I don't really deal in high end antique furniture because its typically too expensive to buy at a price I can have fun reselling it at, and I generally can't afford to keep it for myself. So when it comes to furniture, I stick to fun and funky utilitarian pieces - like hand made shelves, mission style desks, and Hoosier cabinets. Besides, the supremely high end stuff typically doesn't have the pizazz I'm looking for anyway, though I do love it. But every now and again, I find something I can buy at a price I like that hits all the marks for what I look for in antiques, like this little number I picked up in Connecticut today:
I gasped when I saw this gryffin-based-beauty staring at me through my phone while scrolling an online auction I had never bid at before. Look at the detail on these carvings:
The auction house described this luxurious table as being late Victorian (around 1900) and American made. Solid oak with carved details, it glistens like it walked off the showroom floor yesterday. I really admire these spindly supports that make the table extra sturdy, but also are highly decorative:
The table measures 47" squared and includes four 12" leaves that expand this puppy to a whopping eight feet long. If you've got a big family coming over for Thanksgiving, this can surely accommodate them.

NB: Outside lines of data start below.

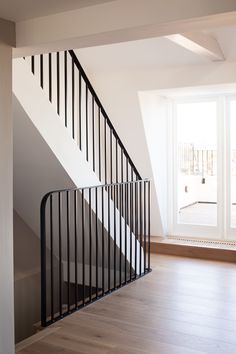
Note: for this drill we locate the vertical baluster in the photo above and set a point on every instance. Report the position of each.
(50, 76)
(32, 64)
(41, 70)
(65, 78)
(122, 166)
(103, 254)
(144, 225)
(114, 203)
(105, 150)
(73, 97)
(80, 112)
(149, 229)
(93, 134)
(83, 247)
(99, 143)
(136, 225)
(121, 227)
(131, 229)
(117, 163)
(51, 258)
(96, 213)
(109, 235)
(140, 228)
(68, 248)
(86, 123)
(111, 165)
(126, 224)
(43, 264)
(60, 253)
(76, 249)
(90, 246)
(58, 83)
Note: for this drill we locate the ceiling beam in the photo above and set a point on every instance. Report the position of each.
(199, 43)
(120, 21)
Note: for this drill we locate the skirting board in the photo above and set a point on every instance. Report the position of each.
(159, 246)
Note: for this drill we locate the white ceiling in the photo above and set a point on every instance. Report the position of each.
(151, 53)
(18, 10)
(136, 55)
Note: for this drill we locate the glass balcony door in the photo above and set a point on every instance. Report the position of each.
(197, 162)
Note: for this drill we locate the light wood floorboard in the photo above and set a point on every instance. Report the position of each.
(185, 306)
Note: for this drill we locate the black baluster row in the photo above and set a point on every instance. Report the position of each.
(76, 102)
(88, 247)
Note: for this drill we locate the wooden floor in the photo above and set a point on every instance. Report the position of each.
(185, 306)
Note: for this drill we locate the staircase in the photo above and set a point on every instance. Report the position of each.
(95, 238)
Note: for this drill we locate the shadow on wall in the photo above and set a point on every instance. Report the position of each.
(27, 279)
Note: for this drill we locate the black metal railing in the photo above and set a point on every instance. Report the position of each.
(88, 247)
(68, 88)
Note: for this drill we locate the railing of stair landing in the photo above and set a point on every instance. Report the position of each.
(88, 247)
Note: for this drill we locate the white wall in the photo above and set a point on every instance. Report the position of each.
(6, 204)
(119, 90)
(154, 113)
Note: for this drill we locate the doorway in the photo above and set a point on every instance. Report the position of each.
(202, 173)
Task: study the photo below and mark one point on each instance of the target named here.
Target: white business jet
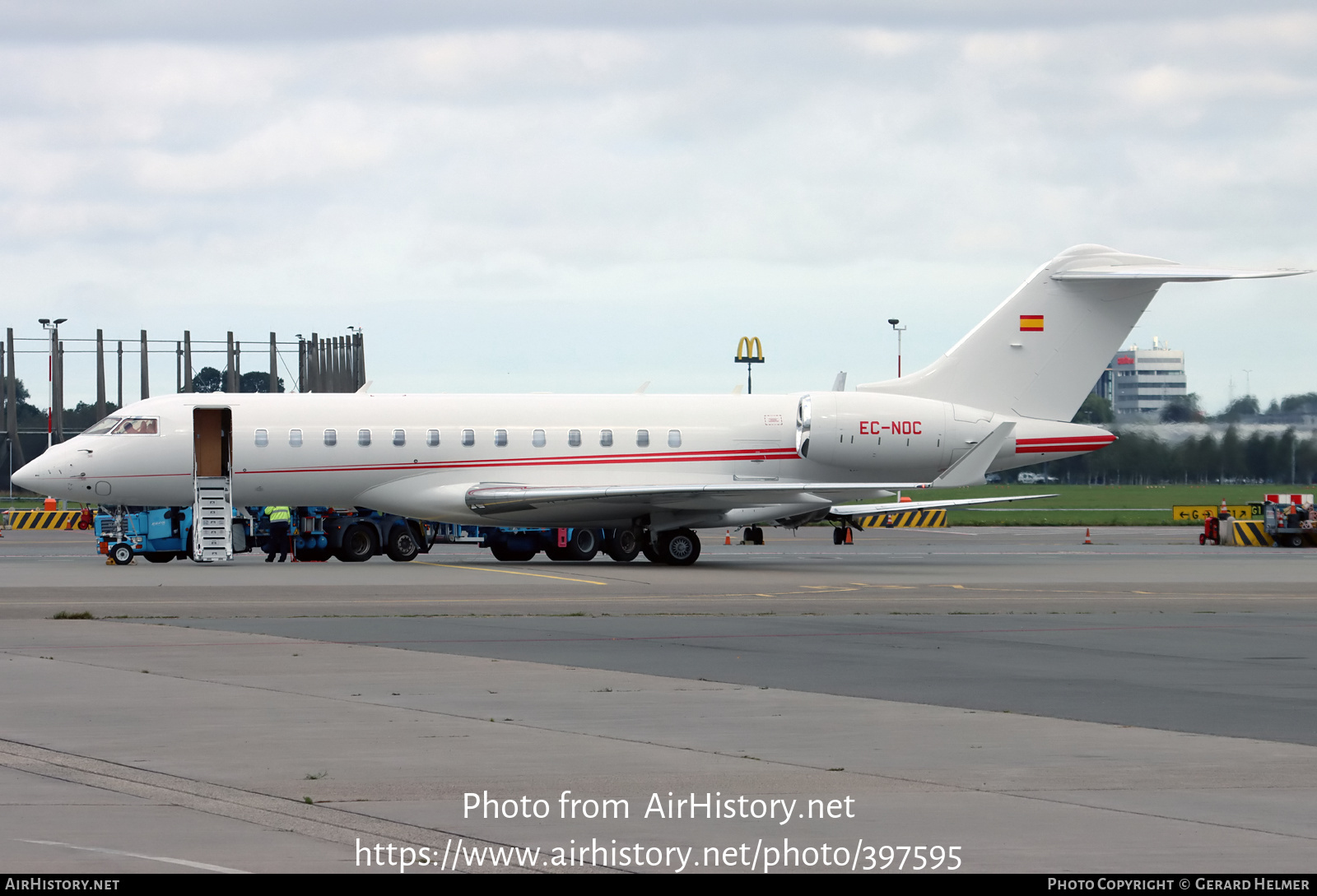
(640, 472)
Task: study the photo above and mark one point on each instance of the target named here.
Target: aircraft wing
(899, 507)
(1167, 272)
(510, 499)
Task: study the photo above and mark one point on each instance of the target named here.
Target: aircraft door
(759, 467)
(212, 441)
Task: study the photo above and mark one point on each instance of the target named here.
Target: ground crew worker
(278, 541)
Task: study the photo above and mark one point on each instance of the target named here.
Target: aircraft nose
(30, 476)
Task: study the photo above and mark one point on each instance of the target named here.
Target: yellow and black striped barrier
(1250, 533)
(906, 520)
(41, 518)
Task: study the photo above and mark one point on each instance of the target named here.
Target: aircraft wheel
(623, 545)
(649, 550)
(680, 548)
(506, 555)
(402, 544)
(359, 544)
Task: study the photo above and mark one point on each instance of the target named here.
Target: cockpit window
(136, 426)
(103, 426)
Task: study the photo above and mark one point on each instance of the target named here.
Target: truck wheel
(506, 555)
(680, 548)
(623, 545)
(359, 545)
(402, 544)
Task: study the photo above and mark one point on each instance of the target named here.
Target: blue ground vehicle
(157, 533)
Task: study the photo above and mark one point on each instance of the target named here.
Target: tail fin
(1040, 351)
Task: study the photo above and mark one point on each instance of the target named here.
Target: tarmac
(1042, 705)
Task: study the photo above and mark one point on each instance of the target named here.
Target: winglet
(972, 467)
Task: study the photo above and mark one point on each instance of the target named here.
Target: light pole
(900, 331)
(53, 327)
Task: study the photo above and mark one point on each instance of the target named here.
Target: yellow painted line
(482, 569)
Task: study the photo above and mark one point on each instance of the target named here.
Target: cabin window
(136, 426)
(103, 426)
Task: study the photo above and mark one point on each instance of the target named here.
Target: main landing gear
(676, 548)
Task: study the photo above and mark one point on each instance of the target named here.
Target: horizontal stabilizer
(1169, 272)
(972, 467)
(900, 507)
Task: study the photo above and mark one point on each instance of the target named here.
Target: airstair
(212, 520)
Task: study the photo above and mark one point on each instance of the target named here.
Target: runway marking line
(203, 866)
(482, 569)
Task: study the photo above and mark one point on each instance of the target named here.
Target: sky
(588, 197)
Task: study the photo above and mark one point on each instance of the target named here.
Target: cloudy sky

This table is for sale, though at $1750 currently, its a bit out of the price range of my normal items. But I didn't buy it strictly to sell. I know that growing up we learn not to place value on material things, but my livelihood deals in material culture, and I have learned to embrace that. There are some items that bring joy and meaning to my life, little pops of detail in my daily routine that remind me how ingenious and artistic people have been throughout history. This table is a prime example of that - the oddity of its form inspires me, and if I have it in my home for years to come while I search for a buyer, I'll enjoy every day I get to look at it.